Schwenckia breviseta

Scientific classification
- Kingdom: Plantae
- Clade: Embryophytes
- Clade: Tracheophytes
- Clade: Spermatophytes
- Clade: Angiosperms
- Clade: Eudicots
- Clade: Asterids
- Order: Solanales
- Family: Solanaceae
- Genus: Schwenckia
- Species: S. breviseta
- Binomial name: Schwenckia breviseta Casar.
- Synonyms: Schwenkia breviseta Casar ; Schwenkia grandiflora Benth. ;

= Schwenckia breviseta =

- Genus: Schwenckia
- Species: breviseta
- Authority: Casar.

Species of flowering plant

Schwenckia breviseta is a species of flowering plant in the family Solanaceae, native to southeastern Brazil, primarily the São Paulo region, where it grows as a subshrub in seasonally dry tropical biomes and is adapted to open, dry habitats.

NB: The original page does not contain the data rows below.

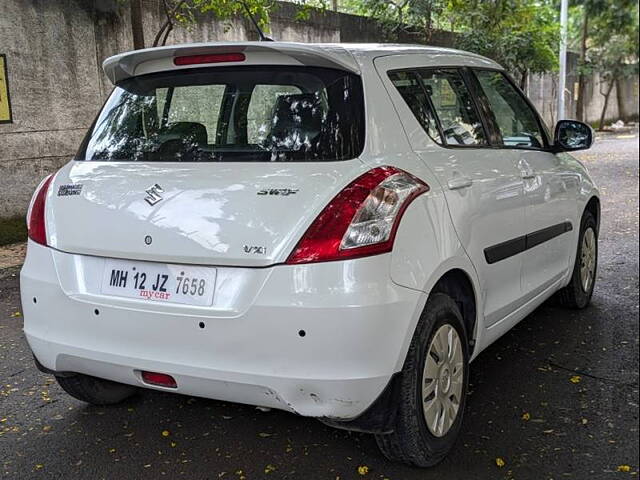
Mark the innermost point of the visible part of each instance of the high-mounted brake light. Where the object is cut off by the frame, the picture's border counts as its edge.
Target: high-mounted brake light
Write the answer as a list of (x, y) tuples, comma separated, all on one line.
[(362, 219), (35, 216), (210, 58)]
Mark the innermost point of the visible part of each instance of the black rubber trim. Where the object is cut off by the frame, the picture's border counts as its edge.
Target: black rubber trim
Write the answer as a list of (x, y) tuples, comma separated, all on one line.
[(546, 234), (505, 250), (518, 245), (378, 418)]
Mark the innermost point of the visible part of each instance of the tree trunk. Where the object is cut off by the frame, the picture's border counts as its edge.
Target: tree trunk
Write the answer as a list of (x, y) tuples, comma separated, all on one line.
[(523, 79), (622, 106), (606, 103), (136, 24), (581, 76)]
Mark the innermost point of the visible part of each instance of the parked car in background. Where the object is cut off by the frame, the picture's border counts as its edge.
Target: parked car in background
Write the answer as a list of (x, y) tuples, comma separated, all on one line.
[(331, 230)]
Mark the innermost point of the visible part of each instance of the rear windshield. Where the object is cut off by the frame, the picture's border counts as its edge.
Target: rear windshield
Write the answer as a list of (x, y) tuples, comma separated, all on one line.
[(245, 114)]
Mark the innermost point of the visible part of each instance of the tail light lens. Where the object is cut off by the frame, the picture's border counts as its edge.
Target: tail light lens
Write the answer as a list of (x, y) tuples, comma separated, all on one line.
[(35, 216), (362, 219)]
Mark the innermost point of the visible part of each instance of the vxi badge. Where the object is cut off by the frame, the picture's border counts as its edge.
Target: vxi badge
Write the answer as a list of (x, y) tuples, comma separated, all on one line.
[(153, 194)]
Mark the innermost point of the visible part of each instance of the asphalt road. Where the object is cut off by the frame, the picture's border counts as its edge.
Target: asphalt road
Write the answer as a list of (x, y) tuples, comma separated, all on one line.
[(523, 408)]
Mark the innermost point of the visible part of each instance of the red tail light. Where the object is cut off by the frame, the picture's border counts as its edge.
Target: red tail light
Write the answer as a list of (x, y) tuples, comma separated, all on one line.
[(211, 58), (362, 219), (160, 379), (35, 217)]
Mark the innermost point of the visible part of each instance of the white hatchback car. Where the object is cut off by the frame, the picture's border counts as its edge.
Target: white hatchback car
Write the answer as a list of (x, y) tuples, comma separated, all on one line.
[(331, 230)]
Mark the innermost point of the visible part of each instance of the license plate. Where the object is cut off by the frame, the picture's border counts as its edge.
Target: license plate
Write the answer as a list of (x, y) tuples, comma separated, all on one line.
[(158, 282)]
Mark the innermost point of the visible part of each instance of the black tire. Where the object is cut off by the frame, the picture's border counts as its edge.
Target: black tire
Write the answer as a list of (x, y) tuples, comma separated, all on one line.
[(95, 391), (411, 442), (574, 295)]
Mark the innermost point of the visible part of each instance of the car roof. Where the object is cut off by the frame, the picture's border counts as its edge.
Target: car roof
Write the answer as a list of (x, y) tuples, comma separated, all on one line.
[(346, 56)]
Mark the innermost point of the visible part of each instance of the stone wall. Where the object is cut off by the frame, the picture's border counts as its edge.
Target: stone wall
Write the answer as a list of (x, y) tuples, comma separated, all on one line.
[(54, 51)]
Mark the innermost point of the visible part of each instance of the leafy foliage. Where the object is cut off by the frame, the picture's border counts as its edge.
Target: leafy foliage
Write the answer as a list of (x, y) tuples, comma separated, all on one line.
[(521, 35)]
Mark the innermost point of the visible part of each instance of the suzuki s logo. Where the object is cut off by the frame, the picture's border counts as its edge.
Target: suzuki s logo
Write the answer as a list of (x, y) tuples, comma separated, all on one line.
[(153, 194)]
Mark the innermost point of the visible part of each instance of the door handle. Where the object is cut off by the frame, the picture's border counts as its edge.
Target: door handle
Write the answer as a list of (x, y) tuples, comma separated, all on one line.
[(457, 183)]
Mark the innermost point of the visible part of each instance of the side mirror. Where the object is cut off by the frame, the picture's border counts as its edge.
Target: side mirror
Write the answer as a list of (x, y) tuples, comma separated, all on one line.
[(572, 135)]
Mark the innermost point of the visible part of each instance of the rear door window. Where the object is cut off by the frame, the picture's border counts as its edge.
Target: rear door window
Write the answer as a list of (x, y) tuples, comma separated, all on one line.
[(273, 113), (442, 103)]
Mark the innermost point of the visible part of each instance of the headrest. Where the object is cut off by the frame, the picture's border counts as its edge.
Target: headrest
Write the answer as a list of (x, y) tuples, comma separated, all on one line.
[(297, 121)]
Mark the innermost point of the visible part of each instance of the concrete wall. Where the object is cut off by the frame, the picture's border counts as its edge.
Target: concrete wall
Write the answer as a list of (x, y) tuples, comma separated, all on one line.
[(543, 92), (54, 50)]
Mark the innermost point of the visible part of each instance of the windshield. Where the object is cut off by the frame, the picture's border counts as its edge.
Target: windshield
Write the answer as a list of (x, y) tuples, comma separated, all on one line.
[(265, 113)]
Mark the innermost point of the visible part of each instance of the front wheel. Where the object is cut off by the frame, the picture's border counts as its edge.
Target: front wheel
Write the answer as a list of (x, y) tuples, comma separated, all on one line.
[(433, 388), (580, 289)]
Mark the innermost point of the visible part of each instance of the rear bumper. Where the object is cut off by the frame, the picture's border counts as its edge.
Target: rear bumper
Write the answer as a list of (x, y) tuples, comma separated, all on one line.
[(357, 326)]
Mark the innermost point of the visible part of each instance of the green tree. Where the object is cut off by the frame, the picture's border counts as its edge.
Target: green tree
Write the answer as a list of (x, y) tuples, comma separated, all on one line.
[(614, 16), (523, 36), (614, 54), (415, 17), (184, 12)]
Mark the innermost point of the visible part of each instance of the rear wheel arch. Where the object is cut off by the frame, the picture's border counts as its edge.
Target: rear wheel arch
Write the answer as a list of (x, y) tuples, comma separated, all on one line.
[(457, 284)]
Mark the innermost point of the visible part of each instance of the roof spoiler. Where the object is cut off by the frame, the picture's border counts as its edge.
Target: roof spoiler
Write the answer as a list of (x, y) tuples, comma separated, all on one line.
[(150, 60)]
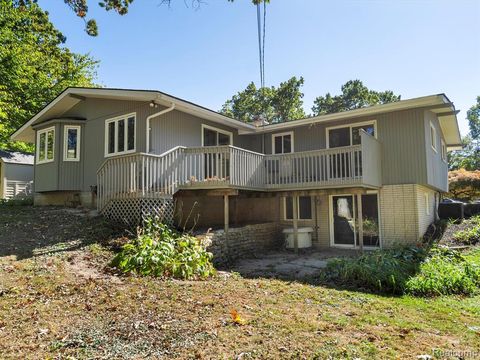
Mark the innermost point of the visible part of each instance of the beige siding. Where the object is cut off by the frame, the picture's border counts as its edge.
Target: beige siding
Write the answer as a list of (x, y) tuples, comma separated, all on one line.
[(399, 216)]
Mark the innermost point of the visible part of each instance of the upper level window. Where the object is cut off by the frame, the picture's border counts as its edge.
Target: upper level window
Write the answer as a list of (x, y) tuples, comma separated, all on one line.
[(215, 137), (71, 145), (120, 135), (433, 137), (444, 150), (46, 145), (348, 135), (282, 143), (304, 207)]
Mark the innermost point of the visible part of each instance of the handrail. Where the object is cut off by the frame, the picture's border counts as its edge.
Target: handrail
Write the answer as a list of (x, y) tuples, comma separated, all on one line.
[(142, 174)]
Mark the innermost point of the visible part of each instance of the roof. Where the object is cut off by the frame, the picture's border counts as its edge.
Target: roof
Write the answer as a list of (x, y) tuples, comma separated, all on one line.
[(16, 157), (71, 96)]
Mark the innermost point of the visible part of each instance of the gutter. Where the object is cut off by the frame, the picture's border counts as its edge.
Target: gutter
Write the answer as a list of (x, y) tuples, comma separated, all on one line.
[(164, 111)]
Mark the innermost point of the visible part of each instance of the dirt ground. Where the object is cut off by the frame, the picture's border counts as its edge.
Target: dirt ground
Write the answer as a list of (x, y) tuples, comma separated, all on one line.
[(59, 300)]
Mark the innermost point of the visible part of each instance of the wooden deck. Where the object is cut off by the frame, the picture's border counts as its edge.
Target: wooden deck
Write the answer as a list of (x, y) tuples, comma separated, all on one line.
[(217, 167)]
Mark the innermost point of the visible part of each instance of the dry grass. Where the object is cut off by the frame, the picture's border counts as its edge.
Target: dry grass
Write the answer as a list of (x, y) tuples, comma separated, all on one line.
[(64, 304)]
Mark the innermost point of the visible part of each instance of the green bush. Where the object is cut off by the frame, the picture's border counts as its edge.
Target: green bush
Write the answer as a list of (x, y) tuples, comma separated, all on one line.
[(414, 271), (471, 235), (160, 251), (27, 201), (445, 272), (381, 270)]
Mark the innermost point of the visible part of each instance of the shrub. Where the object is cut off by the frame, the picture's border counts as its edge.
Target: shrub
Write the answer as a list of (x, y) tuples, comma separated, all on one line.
[(380, 270), (471, 235), (445, 272), (160, 251), (414, 271)]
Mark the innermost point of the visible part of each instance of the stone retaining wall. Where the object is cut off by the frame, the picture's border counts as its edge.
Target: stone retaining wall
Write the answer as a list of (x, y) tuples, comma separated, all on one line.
[(244, 242)]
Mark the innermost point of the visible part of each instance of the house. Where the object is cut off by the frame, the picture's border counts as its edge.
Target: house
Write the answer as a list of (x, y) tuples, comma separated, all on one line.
[(16, 174), (369, 177)]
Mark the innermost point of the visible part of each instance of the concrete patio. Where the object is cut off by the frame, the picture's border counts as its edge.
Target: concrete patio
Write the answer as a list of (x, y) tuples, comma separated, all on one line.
[(285, 264)]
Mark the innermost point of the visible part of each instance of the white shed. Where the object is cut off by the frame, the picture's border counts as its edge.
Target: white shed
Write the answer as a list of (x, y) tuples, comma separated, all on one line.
[(16, 174)]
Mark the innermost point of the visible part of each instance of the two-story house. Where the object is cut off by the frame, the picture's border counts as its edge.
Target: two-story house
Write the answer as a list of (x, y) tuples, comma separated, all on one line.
[(368, 177)]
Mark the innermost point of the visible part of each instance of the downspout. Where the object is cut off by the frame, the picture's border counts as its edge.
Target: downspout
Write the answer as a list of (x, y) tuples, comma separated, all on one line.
[(164, 111)]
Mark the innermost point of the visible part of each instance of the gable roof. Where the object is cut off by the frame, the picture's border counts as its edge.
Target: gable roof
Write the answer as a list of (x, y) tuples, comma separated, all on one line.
[(16, 157), (71, 96)]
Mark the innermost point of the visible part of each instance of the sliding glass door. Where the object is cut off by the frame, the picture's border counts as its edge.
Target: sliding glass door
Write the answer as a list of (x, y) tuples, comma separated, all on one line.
[(344, 221)]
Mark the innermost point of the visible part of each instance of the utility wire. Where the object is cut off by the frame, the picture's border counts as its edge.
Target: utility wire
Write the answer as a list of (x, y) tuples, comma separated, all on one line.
[(263, 44), (259, 26)]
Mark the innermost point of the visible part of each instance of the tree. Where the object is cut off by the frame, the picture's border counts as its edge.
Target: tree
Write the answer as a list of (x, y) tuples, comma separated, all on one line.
[(468, 157), (274, 104), (80, 8), (34, 66), (354, 95), (473, 117), (463, 184)]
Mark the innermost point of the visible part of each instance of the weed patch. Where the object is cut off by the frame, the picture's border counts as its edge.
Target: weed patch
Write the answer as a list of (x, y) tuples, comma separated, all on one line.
[(162, 252), (414, 271)]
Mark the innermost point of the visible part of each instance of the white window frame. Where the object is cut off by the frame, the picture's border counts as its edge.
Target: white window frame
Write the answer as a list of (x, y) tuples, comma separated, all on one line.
[(116, 120), (330, 221), (350, 126), (433, 137), (65, 142), (298, 208), (224, 132), (282, 135), (444, 150), (45, 131), (427, 203)]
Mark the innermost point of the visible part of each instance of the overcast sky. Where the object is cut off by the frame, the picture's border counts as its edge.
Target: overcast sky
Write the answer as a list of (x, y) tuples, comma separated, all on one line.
[(205, 55)]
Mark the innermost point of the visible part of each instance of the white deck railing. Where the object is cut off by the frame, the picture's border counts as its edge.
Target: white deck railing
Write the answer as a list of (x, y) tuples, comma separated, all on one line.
[(148, 175)]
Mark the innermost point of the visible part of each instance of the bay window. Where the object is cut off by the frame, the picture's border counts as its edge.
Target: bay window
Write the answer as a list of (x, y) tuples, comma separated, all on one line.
[(71, 144), (46, 145)]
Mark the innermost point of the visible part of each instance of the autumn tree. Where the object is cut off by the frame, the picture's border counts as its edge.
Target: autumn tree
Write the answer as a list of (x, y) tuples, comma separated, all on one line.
[(35, 66), (274, 104), (354, 95)]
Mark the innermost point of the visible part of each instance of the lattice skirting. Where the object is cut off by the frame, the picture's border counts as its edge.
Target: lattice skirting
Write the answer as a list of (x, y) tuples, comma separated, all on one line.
[(133, 211)]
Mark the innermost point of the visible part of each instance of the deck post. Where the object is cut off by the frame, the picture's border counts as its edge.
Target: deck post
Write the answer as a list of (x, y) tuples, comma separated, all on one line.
[(360, 221), (225, 219), (295, 223)]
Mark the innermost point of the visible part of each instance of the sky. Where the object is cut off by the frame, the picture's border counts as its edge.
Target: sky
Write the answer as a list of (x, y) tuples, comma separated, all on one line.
[(207, 54)]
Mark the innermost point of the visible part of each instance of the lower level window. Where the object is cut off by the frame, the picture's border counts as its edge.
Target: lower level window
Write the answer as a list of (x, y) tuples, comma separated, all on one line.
[(304, 206), (45, 145), (120, 135)]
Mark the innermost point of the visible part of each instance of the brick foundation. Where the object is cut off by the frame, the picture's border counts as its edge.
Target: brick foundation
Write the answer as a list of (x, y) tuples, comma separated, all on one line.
[(244, 242)]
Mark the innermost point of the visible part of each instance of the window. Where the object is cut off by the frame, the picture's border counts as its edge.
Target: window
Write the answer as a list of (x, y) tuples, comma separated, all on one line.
[(444, 150), (348, 135), (71, 144), (427, 204), (46, 145), (282, 143), (433, 137), (120, 135), (215, 137), (304, 208)]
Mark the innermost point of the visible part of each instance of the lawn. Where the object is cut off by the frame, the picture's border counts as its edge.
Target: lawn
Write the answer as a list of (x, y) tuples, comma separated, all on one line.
[(56, 300)]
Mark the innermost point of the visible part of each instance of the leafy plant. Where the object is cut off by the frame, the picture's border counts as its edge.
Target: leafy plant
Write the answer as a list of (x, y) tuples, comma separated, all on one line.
[(380, 270), (445, 272), (160, 251), (471, 235), (411, 270)]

It was first described by the Italian botanist Giovanni Casaretto and published in Novarum Stirpium Brasiliensium Decades in 1842.

== Description ==
Schwenckia breviseta has a branched, finely hairy stem, with widely spreading small branches. Petiolates are ovate to cordate with acuminate and almost hairless leaves, and ovate to lanceolate floral leaves. Peduncles have 1 to 3 flowers. The corollae are three or four times longer than the sepals; and it has oblong appendages that are much longer than the teeth placed between them.

== Taxonomy ==
Similar to other species in the genus, Schwenckia breviseta had a complex taxonomic history in which Schwenckia grandiflora was at times misinterpreted by botanists and incorrectly associated with or confused with Schwenckia breviseta, before later revisions clarified their distinct identities and synonymy relationships.